Gli Stati Europei non sono preparati ad affrontare una crisi migratoria senza precedenti e il  patto europeo sulle migrazioni non risolverà il problema, non sarà capace nemmeno di  arginarlo. Secondo i dati raccolti dal report di Legambiente sui migranti climatici in  collaborazione con l’Agenzia ONU per i rifugiati (UNHCR), entro il 2050, 216 milioni di  persone abbandoneranno la propria terra in cerca di una “terra promessa”, affrontando  soprusi, violenze e sfidando la morte. La situazione è talmente grave da aver spinto l’UNHCR,  in collaborazione con alcune prestigiose università, a elaborare un piano di “Ricollocamento  delle popolazioni in aree a rischio”.  

Un sempre crescente numero di migranti attraverserà proprio il Mediterraneo, è per questo  motivo che Legambiente ritiene che tra i temi del G7 debbano esserci la crisi migratoria nel  Mediterraneo. Quest’ultimo non come quel “mare mostrum”, come molti lo dipingono e che  purtroppo i fatti mostrano, ma come un mare di pace che unisce e consente programmi di  sviluppo comune e di cooperazione e gli scambi conseguenti. In questo senso il green new  deal deve essere lo strumento che l’Unione europea può mettere in campo nel suo stesso  interesse perché la crescita della cooperazione, della solidarietà e dello sviluppo sostenibile, a  cominciare da quello dei paesi africani, sono condizioni sine qua non per la crescita della  stessa UE. Invece il perdurare di visioni colonialistiche che sono dietro programmi quali il  piano Mattei, non fermeranno le migrazioni ma le accentuerebbero insieme all’instabilità e ai  conflitti e a quel rischio di reazioni a catena che è già in corso.  

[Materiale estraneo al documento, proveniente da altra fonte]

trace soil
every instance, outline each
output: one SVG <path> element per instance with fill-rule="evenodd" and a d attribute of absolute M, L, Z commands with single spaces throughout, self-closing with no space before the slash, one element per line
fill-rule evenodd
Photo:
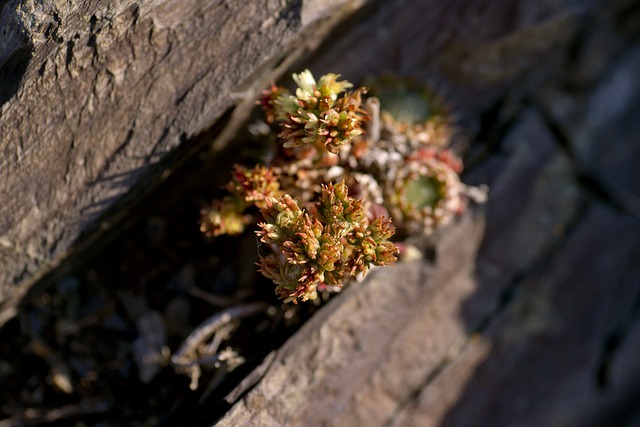
<path fill-rule="evenodd" d="M 317 310 L 320 303 L 278 301 L 273 284 L 257 272 L 252 231 L 215 241 L 199 231 L 200 209 L 244 154 L 194 156 L 138 203 L 135 219 L 107 246 L 0 330 L 0 426 L 215 420 L 228 409 L 224 396 Z M 269 309 L 234 322 L 221 344 L 242 363 L 209 366 L 191 390 L 169 353 L 209 317 L 255 301 Z M 147 342 L 136 344 L 145 322 L 154 326 Z M 150 359 L 137 360 L 136 345 L 151 347 Z"/>

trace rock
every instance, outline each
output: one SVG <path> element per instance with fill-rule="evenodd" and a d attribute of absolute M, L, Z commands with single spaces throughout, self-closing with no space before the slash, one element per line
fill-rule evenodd
<path fill-rule="evenodd" d="M 160 159 L 253 107 L 362 4 L 307 3 L 3 3 L 0 325 L 69 253 L 121 229 L 125 207 L 166 178 Z"/>

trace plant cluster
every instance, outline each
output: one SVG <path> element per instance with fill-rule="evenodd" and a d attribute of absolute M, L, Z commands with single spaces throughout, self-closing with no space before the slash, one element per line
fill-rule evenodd
<path fill-rule="evenodd" d="M 396 230 L 430 234 L 479 193 L 460 182 L 452 121 L 430 92 L 381 83 L 365 98 L 367 88 L 348 91 L 339 77 L 316 82 L 305 70 L 295 92 L 264 91 L 269 157 L 236 165 L 228 194 L 202 212 L 211 237 L 257 224 L 271 249 L 260 272 L 294 303 L 392 264 Z"/>

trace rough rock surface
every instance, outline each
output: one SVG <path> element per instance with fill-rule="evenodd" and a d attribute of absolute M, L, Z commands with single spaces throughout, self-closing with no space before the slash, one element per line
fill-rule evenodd
<path fill-rule="evenodd" d="M 325 307 L 216 425 L 637 424 L 640 15 L 624 1 L 583 12 L 480 134 L 494 148 L 466 179 L 490 186 L 486 209 L 443 230 L 433 263 L 378 271 Z M 475 53 L 526 61 L 540 42 L 509 39 Z M 522 61 L 453 78 L 508 81 Z"/>
<path fill-rule="evenodd" d="M 361 3 L 1 2 L 0 324 L 161 158 Z"/>

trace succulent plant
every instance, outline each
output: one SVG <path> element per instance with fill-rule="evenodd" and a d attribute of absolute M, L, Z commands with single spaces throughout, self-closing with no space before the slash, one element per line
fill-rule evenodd
<path fill-rule="evenodd" d="M 271 249 L 259 271 L 294 303 L 394 263 L 396 228 L 430 234 L 483 194 L 460 181 L 453 119 L 435 95 L 384 81 L 363 106 L 367 88 L 347 92 L 339 78 L 305 70 L 293 94 L 264 91 L 258 104 L 277 141 L 268 166 L 236 166 L 228 195 L 202 212 L 210 237 L 257 224 Z"/>

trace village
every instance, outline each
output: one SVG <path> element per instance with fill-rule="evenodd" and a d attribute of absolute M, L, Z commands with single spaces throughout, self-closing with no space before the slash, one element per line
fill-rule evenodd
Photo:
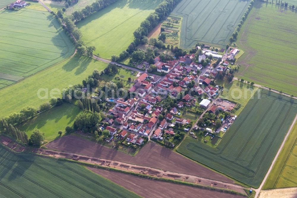
<path fill-rule="evenodd" d="M 106 118 L 110 134 L 106 142 L 119 141 L 137 150 L 152 141 L 172 148 L 188 134 L 216 147 L 237 116 L 230 113 L 236 104 L 218 96 L 223 88 L 214 80 L 220 72 L 229 71 L 238 51 L 234 48 L 222 56 L 203 49 L 198 57 L 186 54 L 166 62 L 156 57 L 154 65 L 165 76 L 146 71 L 129 90 L 134 98 L 105 99 L 112 106 Z M 224 59 L 217 67 L 214 61 L 203 66 L 211 55 Z M 149 65 L 145 64 L 147 70 Z"/>

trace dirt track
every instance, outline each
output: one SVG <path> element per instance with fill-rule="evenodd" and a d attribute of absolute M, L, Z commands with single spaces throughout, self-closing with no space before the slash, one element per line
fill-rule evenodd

A programmi che prevedono il perdurare di modelli di sviluppo fondati sui combustibili fossili e  sull’esaurimento di risorse naturali vanno contrapposti, come Legambiente evidenzia nei suoi  report e proposte di piani effettivi di sviluppo sostenibile che prevedano l’integrazione nei  paesi occidentali, primo fra tutti in Italia, dei migranti oggi respinti, trattenuti in condizioni  disumane nei Centri per il Rimpatrio o dimenticati. Piani che soprattutto garantiscano la  valorizzazione delle risorse territoriali nei paesi del così detto “Terzo Mondo”, risorse che  troppo spesso continuano a essere sfruttate dai paesi più industrializzati.  

Lo UN Environment Program evidenziava che già il 2017 è stato un anno record di  occupazione aumentata dell’8,7% generando maggiori e più remunerativi posti di lavoro  rispetto a quelli tradizionali anche se il solare fotovoltaico era concentrato in un piccolo  numero di Paesi. È stato stimato che l’industria eolica ha impiegato 1,1 milioni di persone a  livello globale e quella dei biocarburanti 1,93 milioni.  

Il Porto di Brindisi nel 2009 è stato riconosciuto dall’UNESCO come “Monumento testimone di  cultura di pace nel mondo” ed è questa cultura assieme a i programmi di transizione  energetica ed ecologica che ci portano a chiedere che il Mediterraneo sia al centro della  discussione fra i Paesi del G7, il Segretario Generale dell’ONU, la Presidente della  Commissione Europea e Papa Francesco che richiama costantemente al rispetto di questi  valori.